El trabajo de investigación, según la autora, implicó una apertura a elementos de la historia que a priori no había contemplado, como le ocurrió con la reconstrucción de la toma de la Facultad de Filosofía y Letras de junio de 1969. “Cuando fui a reconstruir la toma me encontré con que en esas semanas, que habían sido muy convulsionadas en muchas universidades del país, todas las manifestaciones estaban relacionadas con la llegada a Argentina de Nelson Rockefeller – gobernador de Nueva York – y la muerte de Emilio Jáuregui – militante de Vanguardia Comunista-. Realmente me di cuenta de que ahí había como una especie de núcleo, en el sentido en que Benjamin piensa la historia; una imagen dialéctica… con la idea de que hay un centro en el que se condensan una serie de contradicciones”. 

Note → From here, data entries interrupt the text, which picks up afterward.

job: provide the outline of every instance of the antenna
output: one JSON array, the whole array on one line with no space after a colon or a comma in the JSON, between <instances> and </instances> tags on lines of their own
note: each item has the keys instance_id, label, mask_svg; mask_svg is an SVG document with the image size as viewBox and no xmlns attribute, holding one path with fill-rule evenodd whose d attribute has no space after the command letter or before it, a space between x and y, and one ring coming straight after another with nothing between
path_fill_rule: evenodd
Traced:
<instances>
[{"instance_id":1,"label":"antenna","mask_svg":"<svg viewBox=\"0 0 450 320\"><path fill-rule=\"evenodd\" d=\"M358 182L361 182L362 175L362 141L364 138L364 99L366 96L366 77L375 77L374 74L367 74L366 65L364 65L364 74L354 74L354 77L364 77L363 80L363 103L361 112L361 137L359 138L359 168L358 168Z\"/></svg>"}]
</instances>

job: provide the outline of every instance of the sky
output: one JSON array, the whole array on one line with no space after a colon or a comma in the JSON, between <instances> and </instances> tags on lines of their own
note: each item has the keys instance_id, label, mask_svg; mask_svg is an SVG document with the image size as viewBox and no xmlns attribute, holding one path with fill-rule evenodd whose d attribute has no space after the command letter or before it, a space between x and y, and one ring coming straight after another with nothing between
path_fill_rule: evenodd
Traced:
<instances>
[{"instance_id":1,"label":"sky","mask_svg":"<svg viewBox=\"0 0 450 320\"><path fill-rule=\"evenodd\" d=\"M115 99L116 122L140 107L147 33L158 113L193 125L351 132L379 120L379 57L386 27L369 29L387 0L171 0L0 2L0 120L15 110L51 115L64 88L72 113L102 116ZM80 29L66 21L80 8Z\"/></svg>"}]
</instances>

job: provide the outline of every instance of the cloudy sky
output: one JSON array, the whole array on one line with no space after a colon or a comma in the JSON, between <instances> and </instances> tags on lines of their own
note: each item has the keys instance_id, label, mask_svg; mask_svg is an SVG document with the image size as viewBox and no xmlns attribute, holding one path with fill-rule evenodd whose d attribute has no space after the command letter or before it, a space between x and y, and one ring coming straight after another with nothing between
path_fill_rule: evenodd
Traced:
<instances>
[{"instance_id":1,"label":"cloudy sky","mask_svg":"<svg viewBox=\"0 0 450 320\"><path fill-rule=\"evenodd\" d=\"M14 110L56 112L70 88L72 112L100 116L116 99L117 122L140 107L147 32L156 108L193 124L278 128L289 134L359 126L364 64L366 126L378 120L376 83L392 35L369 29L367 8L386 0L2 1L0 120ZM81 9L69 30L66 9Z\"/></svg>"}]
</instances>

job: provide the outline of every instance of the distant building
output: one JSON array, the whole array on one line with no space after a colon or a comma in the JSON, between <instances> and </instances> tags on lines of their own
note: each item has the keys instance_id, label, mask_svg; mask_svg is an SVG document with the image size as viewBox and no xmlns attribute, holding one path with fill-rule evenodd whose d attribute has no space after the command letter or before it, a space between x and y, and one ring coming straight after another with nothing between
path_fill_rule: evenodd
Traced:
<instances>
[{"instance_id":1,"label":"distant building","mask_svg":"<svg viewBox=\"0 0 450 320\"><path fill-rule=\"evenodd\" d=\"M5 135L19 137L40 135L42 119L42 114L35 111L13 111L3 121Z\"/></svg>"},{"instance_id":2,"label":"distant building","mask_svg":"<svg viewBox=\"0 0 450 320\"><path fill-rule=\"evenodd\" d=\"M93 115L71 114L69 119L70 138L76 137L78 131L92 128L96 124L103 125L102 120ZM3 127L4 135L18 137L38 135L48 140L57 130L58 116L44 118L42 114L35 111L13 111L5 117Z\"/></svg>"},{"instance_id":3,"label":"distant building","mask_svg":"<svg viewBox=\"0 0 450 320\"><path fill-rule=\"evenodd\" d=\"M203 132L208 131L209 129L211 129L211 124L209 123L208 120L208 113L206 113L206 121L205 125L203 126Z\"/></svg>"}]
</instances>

Muchas de esas escenas históricas están reconstruidas en la novela y en algunas ocasiones con la inclusión del material del archivo en el texto, como ocurre con la lectura de un escrito en el funeral de Jáuregui o con una entrevista de Paco Urondo a dos sobrevivientes de la masacre de Trelew, en agosto del ’72, publicada originalmente en La Patria Fusilada. “Está metido dentro de las escenas sin comillas ni nada. Es una técnica en realidad muy antigua para nosotros, Cortázar ya lo hizo y supongo que muchos otros. De hecho, fui a mirar el libro Paralelo 42, de John Dos Passos, que fue uno de los primeros que, en los años treinta, empezó a meter directamente noticias y otros textos, sin solución de continuidad. Es un recurso antiguo, muy de la vanguardia de esa época”. El problema de esta apuesta estaba en la escritura, en cómo no romper la coherencia del lenguaje. “Lo fui resolviendo en cada momento en formas distintas. Un personaje lee y puse lo que lee; lo puse directamente adentro de la escena. Traté de hacer algo dinámico con todo ese material, para que no rompiera el tono. Siempre está al borde. En ese sentido es un libro tenso. Yo escribo así, todos mis libros son así”, señaló.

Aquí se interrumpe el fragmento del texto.